Energy has long been a strong professional focus of Frank Fisher’s work, and the pieces in Response Ability dealing with energy and energy–environment issues reflect this professional experience very readably. Important questions addressing conservation and renewable energy, solar energy and environmental impacts are presented. For example, in ‘Liberating Energy’ Frank discusses a very subtle, yet powerful approach to understanding our relationship with energy use, the environment, and our sense of ‘security’ in the modern urban context. Frank uses a personal experience of his when the Victorian electricity authority proposed to build a powerful overhead transmission line for reasons of energy supply security to the CBD. Not surprisingly, many people opposed the line on aesthetic reasons and fear of electromagnetic radiation. However, Frank (on behalf of a community health centre) opposed the line because for security reasons the line should not be built at all – his grounds being that not building the line would give the opportunity to learn to live with blackouts (which are a risk no matter how powerful the line) and in turn, as a community, develop social mechanisms to recognise and deal with reliance on the grid.

Speaking from over forty years’ experience, Frank’s writings on the chronically ill in the modern urban context are invaluable, and carry meaning which is hard to imagine anyone would not be better off with. With little space to do justice in this article, the titles of some of these writings indicate the variety and value; ‘the silent majority’ (the non-visibly disabled – chronic disease sufferers and a wide and significant variety of institutional and social discrimination), ‘The social genius of the chronically ill’ (in which we learn of the myriad ways chronic disease suffers live with, and manage such discriminations), and ‘A discriminating Act’ (a brief, terse piece outlining the discrimination explicit in the Federal Government’s 1992 Disability Discrimination Act).

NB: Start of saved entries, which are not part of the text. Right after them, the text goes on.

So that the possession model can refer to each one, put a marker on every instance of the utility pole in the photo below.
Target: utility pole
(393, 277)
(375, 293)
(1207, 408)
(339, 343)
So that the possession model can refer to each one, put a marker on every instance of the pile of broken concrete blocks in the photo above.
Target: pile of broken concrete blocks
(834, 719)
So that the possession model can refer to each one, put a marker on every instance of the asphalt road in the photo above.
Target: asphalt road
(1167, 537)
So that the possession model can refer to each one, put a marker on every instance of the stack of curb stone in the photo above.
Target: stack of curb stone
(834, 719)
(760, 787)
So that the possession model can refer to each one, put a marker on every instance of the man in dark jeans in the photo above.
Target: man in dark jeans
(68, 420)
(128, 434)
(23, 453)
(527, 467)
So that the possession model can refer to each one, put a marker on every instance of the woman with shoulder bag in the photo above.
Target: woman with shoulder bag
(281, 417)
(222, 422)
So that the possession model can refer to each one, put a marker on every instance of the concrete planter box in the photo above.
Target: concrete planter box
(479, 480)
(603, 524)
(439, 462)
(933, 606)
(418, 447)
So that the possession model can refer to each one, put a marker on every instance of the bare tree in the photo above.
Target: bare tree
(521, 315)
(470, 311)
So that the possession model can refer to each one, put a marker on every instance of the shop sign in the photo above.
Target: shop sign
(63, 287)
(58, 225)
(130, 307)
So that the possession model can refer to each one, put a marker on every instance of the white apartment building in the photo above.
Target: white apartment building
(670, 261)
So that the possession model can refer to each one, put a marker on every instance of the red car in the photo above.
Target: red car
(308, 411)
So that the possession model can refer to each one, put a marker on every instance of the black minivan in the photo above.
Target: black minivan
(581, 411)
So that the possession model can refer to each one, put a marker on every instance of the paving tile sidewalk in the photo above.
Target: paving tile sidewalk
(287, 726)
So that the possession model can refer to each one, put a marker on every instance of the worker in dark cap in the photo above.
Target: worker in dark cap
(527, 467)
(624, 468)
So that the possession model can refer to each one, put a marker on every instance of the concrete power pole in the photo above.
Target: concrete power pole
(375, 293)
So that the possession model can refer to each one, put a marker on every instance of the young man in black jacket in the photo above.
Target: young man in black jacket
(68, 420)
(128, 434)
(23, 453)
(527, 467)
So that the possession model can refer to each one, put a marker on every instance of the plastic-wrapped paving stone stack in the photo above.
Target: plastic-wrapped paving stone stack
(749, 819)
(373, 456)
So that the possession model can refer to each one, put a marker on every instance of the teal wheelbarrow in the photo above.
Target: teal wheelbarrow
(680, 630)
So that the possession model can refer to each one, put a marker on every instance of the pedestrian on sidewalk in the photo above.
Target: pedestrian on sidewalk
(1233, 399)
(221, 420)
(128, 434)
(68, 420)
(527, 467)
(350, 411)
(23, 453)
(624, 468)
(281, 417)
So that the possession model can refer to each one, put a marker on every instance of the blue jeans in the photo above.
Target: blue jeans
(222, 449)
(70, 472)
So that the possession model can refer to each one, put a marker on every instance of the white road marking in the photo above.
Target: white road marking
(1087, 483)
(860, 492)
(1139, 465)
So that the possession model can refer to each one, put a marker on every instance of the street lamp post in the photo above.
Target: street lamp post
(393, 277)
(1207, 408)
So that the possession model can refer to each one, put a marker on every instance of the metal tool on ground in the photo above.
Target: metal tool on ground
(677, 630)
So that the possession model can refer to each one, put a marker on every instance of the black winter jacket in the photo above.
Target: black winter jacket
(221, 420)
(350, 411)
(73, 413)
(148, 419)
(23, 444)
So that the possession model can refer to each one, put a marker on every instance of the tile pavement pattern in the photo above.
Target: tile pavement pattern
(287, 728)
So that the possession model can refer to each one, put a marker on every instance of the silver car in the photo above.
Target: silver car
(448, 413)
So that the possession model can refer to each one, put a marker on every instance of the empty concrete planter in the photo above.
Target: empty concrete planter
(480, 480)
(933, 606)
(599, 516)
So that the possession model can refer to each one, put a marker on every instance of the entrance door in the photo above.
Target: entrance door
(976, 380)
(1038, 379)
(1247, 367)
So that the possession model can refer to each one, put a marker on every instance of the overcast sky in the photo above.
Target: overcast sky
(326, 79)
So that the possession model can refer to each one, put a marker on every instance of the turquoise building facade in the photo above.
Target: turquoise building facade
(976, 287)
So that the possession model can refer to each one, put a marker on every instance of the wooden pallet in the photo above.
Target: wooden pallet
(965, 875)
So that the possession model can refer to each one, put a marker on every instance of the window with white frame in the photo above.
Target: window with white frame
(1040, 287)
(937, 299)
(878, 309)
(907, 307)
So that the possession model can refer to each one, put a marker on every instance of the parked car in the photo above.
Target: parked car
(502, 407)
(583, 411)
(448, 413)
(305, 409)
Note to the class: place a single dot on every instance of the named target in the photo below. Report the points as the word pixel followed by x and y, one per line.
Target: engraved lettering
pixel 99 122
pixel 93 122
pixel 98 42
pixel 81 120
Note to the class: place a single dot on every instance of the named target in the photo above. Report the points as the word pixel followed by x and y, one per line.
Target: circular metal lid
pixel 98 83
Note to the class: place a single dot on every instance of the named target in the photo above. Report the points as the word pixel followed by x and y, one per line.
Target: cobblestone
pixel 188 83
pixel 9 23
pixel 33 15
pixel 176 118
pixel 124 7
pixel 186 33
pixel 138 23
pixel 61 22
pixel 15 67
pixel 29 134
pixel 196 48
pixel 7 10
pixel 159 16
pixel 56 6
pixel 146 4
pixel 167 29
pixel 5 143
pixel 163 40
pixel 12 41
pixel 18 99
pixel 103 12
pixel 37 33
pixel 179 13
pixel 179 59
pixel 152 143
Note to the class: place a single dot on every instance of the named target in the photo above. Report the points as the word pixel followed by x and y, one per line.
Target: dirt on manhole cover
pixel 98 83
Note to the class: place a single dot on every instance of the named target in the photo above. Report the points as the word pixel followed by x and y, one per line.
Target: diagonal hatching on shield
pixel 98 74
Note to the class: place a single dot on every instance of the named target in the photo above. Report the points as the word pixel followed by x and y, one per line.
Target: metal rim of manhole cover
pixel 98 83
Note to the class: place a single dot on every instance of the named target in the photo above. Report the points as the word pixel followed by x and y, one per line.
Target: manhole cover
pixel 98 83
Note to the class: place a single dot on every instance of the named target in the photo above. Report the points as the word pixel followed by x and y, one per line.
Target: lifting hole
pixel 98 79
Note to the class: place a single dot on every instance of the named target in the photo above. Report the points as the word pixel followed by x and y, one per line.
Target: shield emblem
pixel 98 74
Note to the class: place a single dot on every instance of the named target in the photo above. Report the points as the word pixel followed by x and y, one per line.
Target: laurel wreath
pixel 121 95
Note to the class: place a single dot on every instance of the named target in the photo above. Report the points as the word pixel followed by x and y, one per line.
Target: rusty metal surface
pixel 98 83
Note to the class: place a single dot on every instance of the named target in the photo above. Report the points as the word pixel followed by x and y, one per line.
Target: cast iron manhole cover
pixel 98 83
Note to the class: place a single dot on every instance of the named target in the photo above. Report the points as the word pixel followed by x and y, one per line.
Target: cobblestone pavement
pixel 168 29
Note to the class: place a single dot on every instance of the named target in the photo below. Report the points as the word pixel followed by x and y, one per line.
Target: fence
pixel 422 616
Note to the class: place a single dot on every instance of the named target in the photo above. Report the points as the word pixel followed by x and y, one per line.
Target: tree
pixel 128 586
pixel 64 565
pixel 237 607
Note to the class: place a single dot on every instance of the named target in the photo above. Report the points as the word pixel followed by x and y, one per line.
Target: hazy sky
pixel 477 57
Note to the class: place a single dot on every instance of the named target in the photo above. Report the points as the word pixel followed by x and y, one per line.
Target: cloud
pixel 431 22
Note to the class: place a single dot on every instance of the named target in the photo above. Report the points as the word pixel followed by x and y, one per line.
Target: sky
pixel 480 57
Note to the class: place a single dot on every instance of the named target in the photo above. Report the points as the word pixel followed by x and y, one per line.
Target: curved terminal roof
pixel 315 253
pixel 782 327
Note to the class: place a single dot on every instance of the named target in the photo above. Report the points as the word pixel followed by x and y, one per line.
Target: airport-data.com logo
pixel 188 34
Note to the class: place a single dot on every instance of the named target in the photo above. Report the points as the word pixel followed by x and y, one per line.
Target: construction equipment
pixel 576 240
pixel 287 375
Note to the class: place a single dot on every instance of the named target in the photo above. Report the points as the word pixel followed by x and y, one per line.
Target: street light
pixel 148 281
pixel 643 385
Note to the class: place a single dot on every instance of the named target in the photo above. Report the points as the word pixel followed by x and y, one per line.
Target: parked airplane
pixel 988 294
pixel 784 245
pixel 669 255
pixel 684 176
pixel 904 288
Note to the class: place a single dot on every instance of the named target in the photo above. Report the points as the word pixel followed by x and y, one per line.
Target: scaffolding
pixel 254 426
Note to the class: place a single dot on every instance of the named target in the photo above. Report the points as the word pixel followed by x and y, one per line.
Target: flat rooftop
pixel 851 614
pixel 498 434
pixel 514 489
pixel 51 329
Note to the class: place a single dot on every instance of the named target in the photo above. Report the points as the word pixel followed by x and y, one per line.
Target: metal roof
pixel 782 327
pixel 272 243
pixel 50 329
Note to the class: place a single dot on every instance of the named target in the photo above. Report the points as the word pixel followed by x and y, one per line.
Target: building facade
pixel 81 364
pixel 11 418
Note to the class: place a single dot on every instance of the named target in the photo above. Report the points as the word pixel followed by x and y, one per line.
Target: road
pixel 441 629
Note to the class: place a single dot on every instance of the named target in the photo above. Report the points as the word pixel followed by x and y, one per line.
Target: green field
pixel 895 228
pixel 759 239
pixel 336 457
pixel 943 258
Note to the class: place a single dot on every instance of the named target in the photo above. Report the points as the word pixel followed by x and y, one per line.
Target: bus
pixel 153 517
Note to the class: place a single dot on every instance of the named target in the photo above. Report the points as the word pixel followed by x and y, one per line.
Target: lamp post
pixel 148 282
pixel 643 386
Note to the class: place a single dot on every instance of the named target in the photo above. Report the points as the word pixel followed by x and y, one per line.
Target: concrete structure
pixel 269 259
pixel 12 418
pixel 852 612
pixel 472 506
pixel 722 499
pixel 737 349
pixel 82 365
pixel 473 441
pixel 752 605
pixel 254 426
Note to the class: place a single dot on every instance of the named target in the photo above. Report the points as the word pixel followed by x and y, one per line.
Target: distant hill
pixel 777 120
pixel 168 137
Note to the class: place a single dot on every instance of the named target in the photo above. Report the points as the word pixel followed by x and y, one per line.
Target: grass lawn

At times this book is very academic, and a number of heavy intellectual concepts are used with little warming up or context. Nevertheless the nexus of issues of sustainability, health, public policy, local and personal activism is a rare find, and combined with Frank’s subtle, but infectious determination to see the meeting of many of these challenges as fun, as a journey, and as a reward in and of itself, make this a remarkable book which can be re-read, or read in an ad-hoc style.